There are very few things people have heard more, but know less, about than patents. Nearly every infomercial touts its product as “patented” or “patent pending,” but what does that mean? Are patents easy to get? If you change 25 percent of the invention, can you avoid infringing a patent? When is a patent “pending”?
Misinformation abounds when it comes to patents. While facts about patents would fill volumes, here are few interesting facts about patents you can use to regale your geeky relatives over the holidays:
10. You can keyword search millions of patents on Google Patent Search for free.
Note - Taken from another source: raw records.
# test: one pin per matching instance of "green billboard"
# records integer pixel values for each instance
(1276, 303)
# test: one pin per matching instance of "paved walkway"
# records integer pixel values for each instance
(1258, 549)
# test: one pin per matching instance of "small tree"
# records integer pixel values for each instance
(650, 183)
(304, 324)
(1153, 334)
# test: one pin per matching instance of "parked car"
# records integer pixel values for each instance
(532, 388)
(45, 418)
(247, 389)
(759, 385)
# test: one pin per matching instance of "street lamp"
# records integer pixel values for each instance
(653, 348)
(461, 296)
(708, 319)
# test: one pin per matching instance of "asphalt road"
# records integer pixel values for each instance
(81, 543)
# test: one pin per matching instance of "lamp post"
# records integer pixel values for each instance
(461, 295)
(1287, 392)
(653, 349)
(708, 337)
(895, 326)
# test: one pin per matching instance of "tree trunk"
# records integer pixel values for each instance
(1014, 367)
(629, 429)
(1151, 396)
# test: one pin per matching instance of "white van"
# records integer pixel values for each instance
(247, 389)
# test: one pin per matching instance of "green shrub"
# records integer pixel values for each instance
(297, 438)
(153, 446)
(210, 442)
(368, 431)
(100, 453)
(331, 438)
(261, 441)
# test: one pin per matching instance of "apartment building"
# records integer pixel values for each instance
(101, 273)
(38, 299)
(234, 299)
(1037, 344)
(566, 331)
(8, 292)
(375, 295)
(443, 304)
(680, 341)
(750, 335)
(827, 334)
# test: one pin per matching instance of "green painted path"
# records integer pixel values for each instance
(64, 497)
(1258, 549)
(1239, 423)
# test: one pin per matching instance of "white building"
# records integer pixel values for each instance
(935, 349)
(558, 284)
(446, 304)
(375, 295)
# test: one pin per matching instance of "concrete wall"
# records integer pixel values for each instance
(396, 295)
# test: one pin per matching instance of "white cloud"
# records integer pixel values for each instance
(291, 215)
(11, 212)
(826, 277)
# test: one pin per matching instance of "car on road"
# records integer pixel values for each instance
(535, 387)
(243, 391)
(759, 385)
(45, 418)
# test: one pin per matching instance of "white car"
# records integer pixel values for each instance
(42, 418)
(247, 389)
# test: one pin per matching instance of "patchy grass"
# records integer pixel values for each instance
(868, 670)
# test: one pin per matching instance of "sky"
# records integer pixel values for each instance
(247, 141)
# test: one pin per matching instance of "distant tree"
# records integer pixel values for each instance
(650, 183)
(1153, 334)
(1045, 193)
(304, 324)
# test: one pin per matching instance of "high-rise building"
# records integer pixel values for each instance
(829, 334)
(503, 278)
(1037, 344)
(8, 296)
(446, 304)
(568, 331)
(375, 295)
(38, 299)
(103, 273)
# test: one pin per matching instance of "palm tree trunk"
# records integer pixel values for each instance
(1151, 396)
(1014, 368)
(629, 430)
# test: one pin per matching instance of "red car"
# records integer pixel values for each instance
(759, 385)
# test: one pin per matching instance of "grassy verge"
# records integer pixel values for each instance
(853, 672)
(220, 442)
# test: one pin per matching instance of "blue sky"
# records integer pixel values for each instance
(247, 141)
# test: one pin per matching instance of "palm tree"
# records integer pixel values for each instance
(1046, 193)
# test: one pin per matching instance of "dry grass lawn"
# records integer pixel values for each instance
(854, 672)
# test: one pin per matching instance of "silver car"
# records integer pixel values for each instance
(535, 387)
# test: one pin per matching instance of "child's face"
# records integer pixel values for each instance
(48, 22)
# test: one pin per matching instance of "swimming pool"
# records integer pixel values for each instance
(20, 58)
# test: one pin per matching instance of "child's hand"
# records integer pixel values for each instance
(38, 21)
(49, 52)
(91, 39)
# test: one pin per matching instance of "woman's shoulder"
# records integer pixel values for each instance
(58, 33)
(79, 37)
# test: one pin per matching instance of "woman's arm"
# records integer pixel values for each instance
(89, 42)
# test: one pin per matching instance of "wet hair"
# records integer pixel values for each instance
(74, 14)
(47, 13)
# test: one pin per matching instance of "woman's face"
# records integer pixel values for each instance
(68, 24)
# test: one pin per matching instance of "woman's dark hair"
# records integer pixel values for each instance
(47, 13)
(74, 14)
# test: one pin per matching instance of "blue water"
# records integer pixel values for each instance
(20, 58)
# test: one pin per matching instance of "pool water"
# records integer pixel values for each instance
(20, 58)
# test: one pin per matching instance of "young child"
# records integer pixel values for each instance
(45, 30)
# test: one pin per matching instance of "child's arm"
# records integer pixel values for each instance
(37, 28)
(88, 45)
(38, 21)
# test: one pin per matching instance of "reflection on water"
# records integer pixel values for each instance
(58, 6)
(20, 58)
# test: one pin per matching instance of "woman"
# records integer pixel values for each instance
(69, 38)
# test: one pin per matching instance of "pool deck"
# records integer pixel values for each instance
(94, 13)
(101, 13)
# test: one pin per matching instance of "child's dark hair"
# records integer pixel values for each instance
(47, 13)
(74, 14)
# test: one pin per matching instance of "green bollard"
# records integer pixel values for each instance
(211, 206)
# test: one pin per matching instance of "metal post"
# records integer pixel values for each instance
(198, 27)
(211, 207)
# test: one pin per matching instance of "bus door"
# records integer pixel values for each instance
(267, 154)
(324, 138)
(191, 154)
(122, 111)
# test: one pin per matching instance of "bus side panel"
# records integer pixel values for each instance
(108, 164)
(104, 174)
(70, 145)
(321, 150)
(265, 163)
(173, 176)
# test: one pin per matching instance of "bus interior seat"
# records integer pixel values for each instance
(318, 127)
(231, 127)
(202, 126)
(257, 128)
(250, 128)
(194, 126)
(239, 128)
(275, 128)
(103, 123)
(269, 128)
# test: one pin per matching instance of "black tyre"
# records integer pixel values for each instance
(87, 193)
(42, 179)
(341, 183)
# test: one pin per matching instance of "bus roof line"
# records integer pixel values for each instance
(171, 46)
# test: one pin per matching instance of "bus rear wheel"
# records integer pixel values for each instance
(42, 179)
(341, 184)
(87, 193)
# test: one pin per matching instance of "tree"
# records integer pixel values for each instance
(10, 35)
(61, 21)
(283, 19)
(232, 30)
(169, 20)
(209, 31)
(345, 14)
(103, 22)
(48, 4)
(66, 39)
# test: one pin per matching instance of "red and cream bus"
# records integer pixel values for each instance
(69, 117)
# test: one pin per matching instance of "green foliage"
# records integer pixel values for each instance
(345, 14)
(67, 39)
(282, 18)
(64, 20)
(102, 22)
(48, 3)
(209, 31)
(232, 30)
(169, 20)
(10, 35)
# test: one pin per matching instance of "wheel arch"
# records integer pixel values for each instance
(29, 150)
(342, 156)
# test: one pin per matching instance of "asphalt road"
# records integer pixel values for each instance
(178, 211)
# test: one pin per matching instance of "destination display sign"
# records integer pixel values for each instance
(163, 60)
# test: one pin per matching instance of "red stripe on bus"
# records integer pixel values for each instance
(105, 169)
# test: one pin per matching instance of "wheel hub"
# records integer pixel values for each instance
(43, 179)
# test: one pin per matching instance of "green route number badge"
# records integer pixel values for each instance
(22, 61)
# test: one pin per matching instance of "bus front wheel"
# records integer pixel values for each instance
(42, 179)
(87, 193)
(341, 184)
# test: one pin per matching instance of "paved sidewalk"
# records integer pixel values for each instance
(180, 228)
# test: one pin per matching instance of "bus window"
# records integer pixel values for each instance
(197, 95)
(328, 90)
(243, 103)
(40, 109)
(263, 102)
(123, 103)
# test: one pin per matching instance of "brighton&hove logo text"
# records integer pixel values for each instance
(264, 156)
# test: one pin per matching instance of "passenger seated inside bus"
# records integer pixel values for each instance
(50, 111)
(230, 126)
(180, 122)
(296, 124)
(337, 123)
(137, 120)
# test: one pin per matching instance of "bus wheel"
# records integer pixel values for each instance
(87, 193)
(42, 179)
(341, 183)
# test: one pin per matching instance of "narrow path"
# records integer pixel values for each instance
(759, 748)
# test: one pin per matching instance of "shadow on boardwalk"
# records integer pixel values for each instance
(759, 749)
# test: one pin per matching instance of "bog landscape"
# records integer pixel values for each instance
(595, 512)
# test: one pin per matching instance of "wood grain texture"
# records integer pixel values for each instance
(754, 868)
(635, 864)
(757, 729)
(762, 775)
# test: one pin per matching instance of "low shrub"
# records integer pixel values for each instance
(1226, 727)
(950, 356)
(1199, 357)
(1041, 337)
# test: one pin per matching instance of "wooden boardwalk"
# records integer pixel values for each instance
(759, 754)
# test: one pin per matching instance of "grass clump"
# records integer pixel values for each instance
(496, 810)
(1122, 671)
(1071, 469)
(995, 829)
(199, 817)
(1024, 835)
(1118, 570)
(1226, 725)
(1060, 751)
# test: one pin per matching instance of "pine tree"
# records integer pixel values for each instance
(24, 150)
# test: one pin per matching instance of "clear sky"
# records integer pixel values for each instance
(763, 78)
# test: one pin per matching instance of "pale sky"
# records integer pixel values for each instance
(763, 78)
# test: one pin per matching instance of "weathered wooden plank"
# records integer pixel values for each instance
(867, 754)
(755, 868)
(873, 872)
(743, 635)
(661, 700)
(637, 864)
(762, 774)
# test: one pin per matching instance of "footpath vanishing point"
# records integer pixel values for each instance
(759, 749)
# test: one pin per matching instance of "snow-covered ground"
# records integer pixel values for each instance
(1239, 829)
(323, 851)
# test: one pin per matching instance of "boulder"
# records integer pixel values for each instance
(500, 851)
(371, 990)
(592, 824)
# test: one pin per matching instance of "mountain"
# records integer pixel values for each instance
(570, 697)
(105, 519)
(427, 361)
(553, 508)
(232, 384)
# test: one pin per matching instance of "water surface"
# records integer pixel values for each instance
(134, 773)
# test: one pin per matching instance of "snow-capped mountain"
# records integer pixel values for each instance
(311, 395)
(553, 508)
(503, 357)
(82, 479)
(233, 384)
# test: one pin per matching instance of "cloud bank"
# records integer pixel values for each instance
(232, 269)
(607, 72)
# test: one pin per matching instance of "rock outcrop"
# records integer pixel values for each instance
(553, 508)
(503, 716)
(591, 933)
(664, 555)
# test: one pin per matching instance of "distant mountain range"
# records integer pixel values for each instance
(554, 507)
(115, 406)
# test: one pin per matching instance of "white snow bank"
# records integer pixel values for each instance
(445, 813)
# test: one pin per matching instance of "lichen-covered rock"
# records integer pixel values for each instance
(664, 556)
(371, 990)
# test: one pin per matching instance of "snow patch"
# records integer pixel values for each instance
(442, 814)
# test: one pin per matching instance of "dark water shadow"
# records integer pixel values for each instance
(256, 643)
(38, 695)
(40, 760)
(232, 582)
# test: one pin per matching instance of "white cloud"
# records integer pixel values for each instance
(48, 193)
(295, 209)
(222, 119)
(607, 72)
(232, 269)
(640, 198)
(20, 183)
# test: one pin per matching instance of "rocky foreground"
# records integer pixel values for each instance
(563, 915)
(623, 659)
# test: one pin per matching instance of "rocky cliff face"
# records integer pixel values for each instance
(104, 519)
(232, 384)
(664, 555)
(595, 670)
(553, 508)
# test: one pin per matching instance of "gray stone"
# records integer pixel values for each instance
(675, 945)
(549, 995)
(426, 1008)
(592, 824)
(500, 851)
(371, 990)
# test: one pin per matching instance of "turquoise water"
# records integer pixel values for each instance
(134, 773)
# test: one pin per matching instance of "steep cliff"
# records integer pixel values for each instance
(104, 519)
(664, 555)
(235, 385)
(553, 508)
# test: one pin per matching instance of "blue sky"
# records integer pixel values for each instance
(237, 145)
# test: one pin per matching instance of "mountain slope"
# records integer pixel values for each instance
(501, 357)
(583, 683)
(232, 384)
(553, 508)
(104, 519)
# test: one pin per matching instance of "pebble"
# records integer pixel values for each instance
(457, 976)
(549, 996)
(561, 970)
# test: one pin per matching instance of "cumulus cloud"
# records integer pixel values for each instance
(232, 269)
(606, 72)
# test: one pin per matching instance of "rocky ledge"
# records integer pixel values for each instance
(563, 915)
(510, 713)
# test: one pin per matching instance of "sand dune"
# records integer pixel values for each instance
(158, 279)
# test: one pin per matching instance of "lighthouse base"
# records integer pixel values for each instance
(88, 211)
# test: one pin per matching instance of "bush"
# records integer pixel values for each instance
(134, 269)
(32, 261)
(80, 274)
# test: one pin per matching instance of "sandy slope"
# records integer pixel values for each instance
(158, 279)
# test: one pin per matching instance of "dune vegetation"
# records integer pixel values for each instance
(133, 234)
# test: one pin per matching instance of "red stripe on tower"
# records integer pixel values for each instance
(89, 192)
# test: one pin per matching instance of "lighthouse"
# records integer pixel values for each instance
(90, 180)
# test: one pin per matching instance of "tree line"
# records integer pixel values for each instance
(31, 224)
9. Patents expire 20 years after you file your application. Patent terms used to be 17 years from the date the patent issued. Some inventors, however, were intentionally dragging their feet, waiting until someone else brought their technology to market before having their submarine patents issue. Now, if you drag your feet for 19 years, your patent will only be valid for 1 year.
8. You must pay the Patent Office “maintenance fees” to keep your patents in force. Failure to pay these fees due at three and a half, seven and a half, and eleven and a half years from the date the patent is granted will cause your patent to become abandoned.
7. No patent search is 100 percent effective. Even if you searched all 7 million plus patents, patent applications are kept confidential for at least 18 months after filing. Theoretically someone else’s patent could issue on your invention the day after your searched every published patent and patent application.
6. On average, your patent application will be pending nearly three years. This is not all bad though. Although you enforcement rights are severely limited while the patent is pending, having a competitor build up a demand for your product before the patent issues can be a very profitable turn of events.
5. There is no such thing as a “Poor Man’s Patent.” Relying on a letter you mailed yourself to protect your invention actually provides no protection whatsoever.
4. Just because you have a patent, does not necessarily mean your invention is valuable. Inventors have succeeded in obtaining patents on some pretty wacky inventions.
3. If your invention cannot be “reverse engineered” a trade secret may be a cheaper, easier and longer lasting alternative to a patent.
2. Ordinary attorneys are not allowed to draft patents for clients. To become a patent attorney, you have to have an undergraduate degree in a science, or the equivalent, and have passed the notoriously challenging patent bar exam. No two patents, or patent attorneys, are created equal. It would be extremely unlikely two patent attorneys would draft identical patent applications covering a given
invention. The patent attorney’s experience, and skill and knowledge of the field of art, all factor into whether the patent will be broad and enforceable or narrow and easily invalidated.
1. A patent does not give you the right to make your invention. Your patent merely gives you the right to prevent others from making your invention. The United States Patent and Trademark Office will grant patents on inventions which are improvements on other patented inventions. A patent in hand notwithstanding, if your invention infringes on a valid patent, you cannot make your invention absent a license agreement from the other patent holder.